Yiren Jian,Chongyang Gao,Chen Zeng,Yunjie Zhao,Soroush Vosoughi
2024-01-19
Abstract:RNA, whose functionality is largely determined by its structure, plays an important role in many biological activities. The prediction of pairwise structural proximity between each nucleotide of an RNA sequence can characterize the structural information of the RNA. Historically, this problem has been tackled by machine learning models using expert-engineered features and trained on scarce labeled datasets. Here, we find that the knowledge learned by a protein-coevolution Transformer-based deep neural network can be transferred to the RNA contact prediction task. As protein datasets are orders of magnitude larger than those for RNA contact prediction, our findings and the subsequent framework greatly reduce the data scarcity bottleneck. Experiments confirm that RNA contact prediction through transfer learning using a publicly available protein model is greatly improved. Our findings indicate that the learned structural patterns of proteins can be transferred to RNAs, opening up potential new avenues for research.
Quantitative Methods,Machine Learning
What problem does this paper attempt to address?
### Problems Addressed by the Paper This paper aims to address the issue of data scarcity in RNA contact prediction.

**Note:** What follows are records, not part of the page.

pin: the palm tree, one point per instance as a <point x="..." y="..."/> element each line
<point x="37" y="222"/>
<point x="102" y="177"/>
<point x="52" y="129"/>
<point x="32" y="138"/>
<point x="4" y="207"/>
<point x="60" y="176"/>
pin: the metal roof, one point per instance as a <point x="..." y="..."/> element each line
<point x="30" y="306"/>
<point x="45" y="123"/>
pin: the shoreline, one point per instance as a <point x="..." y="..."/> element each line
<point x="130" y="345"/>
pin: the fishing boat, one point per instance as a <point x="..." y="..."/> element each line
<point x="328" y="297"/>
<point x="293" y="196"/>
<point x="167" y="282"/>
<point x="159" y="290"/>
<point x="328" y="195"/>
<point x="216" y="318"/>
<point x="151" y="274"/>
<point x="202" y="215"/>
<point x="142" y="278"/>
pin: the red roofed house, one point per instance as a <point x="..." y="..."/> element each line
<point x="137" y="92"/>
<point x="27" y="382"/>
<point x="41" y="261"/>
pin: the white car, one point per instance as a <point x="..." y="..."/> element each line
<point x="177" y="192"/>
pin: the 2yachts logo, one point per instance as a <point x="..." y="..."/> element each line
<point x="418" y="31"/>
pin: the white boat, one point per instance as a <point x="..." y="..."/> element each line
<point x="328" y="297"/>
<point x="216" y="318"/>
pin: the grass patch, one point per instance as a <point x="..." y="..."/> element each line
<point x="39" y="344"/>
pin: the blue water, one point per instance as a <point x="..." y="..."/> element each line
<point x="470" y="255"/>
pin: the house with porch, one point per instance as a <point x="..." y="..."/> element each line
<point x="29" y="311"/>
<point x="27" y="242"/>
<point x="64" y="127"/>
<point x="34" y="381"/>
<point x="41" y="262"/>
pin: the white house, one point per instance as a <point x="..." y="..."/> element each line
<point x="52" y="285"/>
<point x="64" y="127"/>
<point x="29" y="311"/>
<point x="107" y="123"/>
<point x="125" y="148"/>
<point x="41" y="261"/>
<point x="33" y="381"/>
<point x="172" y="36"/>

Specifically: 1. **Background and Challenges**: - The function of RNA largely depends on its structure, so predicting the pairing relationships between nucleotides in an RNA sequence (i.e., the contact map) is crucial for understanding RNA structure. - Existing RNA contact prediction methods typically rely on machine learning models that are based on expert-designed features and trained on small labeled datasets. - In contrast, protein datasets are much larger than those required for RNA contact prediction, leading to significant progress in protein contact prediction, while RNA contact prediction has been slow due to insufficient data. 2. **Research Objectives**: - To improve RNA contact prediction tasks by leveraging the knowledge from pre-trained protein co-evolution Transformer models (such as CoT). - To apply the knowledge learned from protein contact prediction models to RNA contact prediction through transfer learning, thereby alleviating the bottleneck caused by RNA data scarcity. - To experimentally demonstrate that using publicly available protein language models for transfer learning can significantly enhance the performance of RNA contact prediction. 3. **Method Overview**: - Use the pre-trained protein language model CoT as the base model and adapt it to the RNA dataset. - Extract features through a multi-layer attention mechanism and use convolutional networks for classification. - Compare the effects of different transfer learning strategies and ultimately propose a model design that combines multi-layer attention features. 4. **Experimental Results**: - The proposed transfer learning model significantly outperforms existing methods in RNA contact prediction tasks, especially in terms of Top-L, Top-0.5L, and Top-0.3L accuracy metrics. - Experiments show that by integrating multi-layer attention features and making appropriate parameter adjustments, good generalization can be achieved on small-scale training datasets.